" />
Published On: Sun, Dec 9th, 2018

The race to 2023: How it will shape the 2019 election

…as Tinubu, Fashola, others plot for 2023

By OBINNA EZUGWU

For President Muhammadu Buhari and his party, the All Progressives Congress’ (APC) quest to retain power in 2019, little may have to do with his unimpressive first term as the quest for possible succession in 2023 gradually becomes a major deciding factor for the all important February polls.

The point that Buhari has performed far below expectations, and has lost vast amounts of goodwill across religious and ethnic divide cannot be overstated. Indeed, while conceding the fact that the President can beat his main challenger, Alhaji Atiku Abubakar of the People’s Democratic Party (PDP) in the core Northern states where he had maintained political dominance since 2003, the truth for many, remains that should the 2019 polls reflect the general mood of the people, Buhari would catch the next flight to his home town of Daura on May 29, 2019.

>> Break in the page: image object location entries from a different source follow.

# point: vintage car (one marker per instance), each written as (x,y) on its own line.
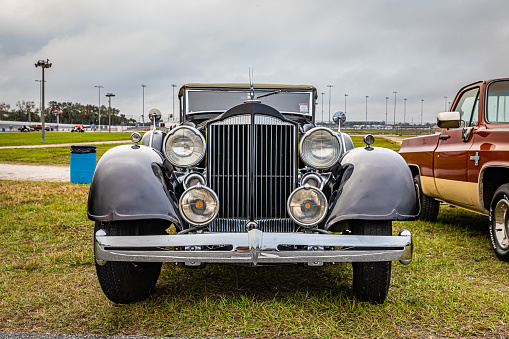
(247,178)
(467,163)
(25,128)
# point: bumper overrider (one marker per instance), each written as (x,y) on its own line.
(254,247)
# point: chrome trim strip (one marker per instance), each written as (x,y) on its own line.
(255,247)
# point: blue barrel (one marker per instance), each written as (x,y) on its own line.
(83,161)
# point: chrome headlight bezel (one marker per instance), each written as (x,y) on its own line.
(186,216)
(173,159)
(304,149)
(320,194)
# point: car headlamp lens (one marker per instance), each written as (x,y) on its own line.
(320,148)
(307,206)
(199,205)
(184,146)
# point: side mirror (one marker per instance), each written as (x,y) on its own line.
(449,119)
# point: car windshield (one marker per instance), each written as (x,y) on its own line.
(292,102)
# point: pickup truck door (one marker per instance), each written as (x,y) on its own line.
(451,156)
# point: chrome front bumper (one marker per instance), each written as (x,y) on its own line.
(254,247)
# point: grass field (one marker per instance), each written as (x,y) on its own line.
(34,138)
(61,155)
(455,287)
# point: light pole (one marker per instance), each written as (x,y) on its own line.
(99,87)
(404,112)
(386,99)
(330,88)
(367,111)
(322,105)
(43,64)
(173,89)
(109,95)
(40,97)
(395,107)
(422,103)
(143,114)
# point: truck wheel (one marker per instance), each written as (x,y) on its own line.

However, the evidence of today’s reality is that it won’t. And for all his failures, Buhari is poised to escape the consequences as the question of who takes power in 2023 gradually becomes a major campaign topic in the South West, and to a lesser extent, the South East.

In 2015, one factor that was of critical importance for Buhari en route to victory over the incumbent President Goodluck Jonathan was his victory in the South West geopolitical zone. It was the president’s showing in the zone, and to a lesser degree, his surprising win in the traditional PDP states of the Middle Belt that handed him overall victory.

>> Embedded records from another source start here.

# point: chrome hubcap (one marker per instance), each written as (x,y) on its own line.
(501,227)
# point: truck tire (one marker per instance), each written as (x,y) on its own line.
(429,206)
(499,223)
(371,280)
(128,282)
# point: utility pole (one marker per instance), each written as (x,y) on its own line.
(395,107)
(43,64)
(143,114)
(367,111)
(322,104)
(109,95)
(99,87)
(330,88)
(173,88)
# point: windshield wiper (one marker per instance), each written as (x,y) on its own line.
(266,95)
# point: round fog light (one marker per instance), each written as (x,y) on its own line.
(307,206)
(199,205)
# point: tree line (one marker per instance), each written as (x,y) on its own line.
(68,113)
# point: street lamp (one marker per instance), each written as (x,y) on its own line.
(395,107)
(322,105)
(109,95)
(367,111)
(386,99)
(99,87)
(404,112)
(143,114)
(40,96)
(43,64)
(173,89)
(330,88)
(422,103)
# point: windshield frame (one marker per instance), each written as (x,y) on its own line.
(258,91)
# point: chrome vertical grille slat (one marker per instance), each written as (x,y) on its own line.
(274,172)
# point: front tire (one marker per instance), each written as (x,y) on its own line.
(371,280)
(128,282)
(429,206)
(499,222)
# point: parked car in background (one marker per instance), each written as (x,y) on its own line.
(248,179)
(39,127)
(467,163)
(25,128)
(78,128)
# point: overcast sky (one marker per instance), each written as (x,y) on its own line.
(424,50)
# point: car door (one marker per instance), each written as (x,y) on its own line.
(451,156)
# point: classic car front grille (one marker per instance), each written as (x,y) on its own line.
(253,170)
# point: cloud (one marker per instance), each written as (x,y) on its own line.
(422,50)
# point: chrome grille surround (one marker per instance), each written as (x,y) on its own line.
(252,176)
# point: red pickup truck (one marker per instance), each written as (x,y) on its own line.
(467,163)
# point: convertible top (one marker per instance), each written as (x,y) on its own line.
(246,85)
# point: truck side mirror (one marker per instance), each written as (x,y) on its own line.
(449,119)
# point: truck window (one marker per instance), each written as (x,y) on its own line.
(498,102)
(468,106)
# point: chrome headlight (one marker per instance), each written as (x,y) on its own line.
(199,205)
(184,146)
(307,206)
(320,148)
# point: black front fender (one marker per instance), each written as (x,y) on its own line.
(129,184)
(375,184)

For the Middle Belt, it is a given that as far as states like Benue, Plateau and perhaps Kogi are concerned, Buhari will feel the impact of herdsmen carnage at the polls. However, the killing fields of these Middle Belt states remain, in some ways, foreign news in the streets of the South West and will have minimal impact in how people in the zone will vote.

Notwithstanding, disappointment with Buhari in the economy and other areas of national life, including security, is palpable in the zone. And it would be safe to say that should the election be issue based and reasonably free and fair, Buhari will receive a shocker there. But, increasingly, issues are being thrown overboard and the promoters of Buhari are making an aggressive case for power shift to the zone in 2023 as a basis for support.

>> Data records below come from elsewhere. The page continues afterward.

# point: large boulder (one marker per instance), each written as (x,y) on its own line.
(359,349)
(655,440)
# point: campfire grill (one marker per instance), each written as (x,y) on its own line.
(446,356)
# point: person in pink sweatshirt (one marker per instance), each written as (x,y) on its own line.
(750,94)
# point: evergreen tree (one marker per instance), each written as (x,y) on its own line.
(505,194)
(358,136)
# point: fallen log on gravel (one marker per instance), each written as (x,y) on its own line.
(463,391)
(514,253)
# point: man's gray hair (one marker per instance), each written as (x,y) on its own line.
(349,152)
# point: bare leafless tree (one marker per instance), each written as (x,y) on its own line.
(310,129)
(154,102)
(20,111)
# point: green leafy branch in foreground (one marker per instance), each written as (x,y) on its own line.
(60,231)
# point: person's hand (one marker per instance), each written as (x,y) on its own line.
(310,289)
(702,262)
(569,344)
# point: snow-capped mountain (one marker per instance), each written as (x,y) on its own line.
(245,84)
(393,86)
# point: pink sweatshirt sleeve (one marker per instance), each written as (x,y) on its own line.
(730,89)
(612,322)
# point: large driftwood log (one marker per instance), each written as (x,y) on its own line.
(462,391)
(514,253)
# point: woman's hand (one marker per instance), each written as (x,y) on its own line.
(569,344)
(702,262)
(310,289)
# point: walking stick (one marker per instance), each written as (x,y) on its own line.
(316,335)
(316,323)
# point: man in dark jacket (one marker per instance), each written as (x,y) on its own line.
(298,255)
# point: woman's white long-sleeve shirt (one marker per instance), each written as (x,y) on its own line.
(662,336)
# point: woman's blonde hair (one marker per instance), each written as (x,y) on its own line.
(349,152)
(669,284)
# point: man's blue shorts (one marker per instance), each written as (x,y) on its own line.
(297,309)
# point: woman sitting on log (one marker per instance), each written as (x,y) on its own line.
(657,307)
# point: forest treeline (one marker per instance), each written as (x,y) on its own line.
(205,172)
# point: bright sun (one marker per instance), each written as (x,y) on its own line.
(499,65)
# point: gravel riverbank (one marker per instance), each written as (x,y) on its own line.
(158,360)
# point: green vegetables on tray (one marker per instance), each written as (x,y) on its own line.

“Vote for Buhari and get power in 2023,” has become the slogan of the Minister of Power, Works and Housing, Mr. Babatunde Fashola; a sermon he is pushing in his South West constituency. And indeed, it is the same consideration that informs his predecessor, Bola Ahmed Tinubu’s continued support for the president.

Much of this was disclosed by Senate President, Abubakar Bukola Saraki who noted recently that Tinubu had vowed in a conversation with him, that he would support Buhari, even if in a wheelchair, because he was sure power will return to the South West in 2023. It is with the intention to take control of the APC structure that he had pushed for the emergence of now embattled Comrade Adams Oshiomhole as chairman of the party. It is this push to consolidate political control of the zone that is causing crisis in Ogun State.

Tinubu who had desperately wanted to run as vice presidential candidate in 2015, but was met with stiff resistance by Buhari who insisted he could only nominate anybody of his choice, has overtly been positioning for power. And feelers suggest a power bid with Kano governor, Abdullahi Ganduje or Kaduna governor, Nasir el-Rufai is in the offing.

On face value one could not fault such projections. Of truth, the whole logic of APC is underpinned by the resolve of the South West to go for power in 2023; it is the oxygen energizing the party in the zone – the unwritten logic of the APC. The party was born, essentially, out of an alliance between the North West through Buhari’s CPC and the South West via Tinubu led ACN. Therefore, it would be logical that after the North West, the South West will go for power. But it is potentially a complicated scenario, not least because even within the South West, polarisation is emerging.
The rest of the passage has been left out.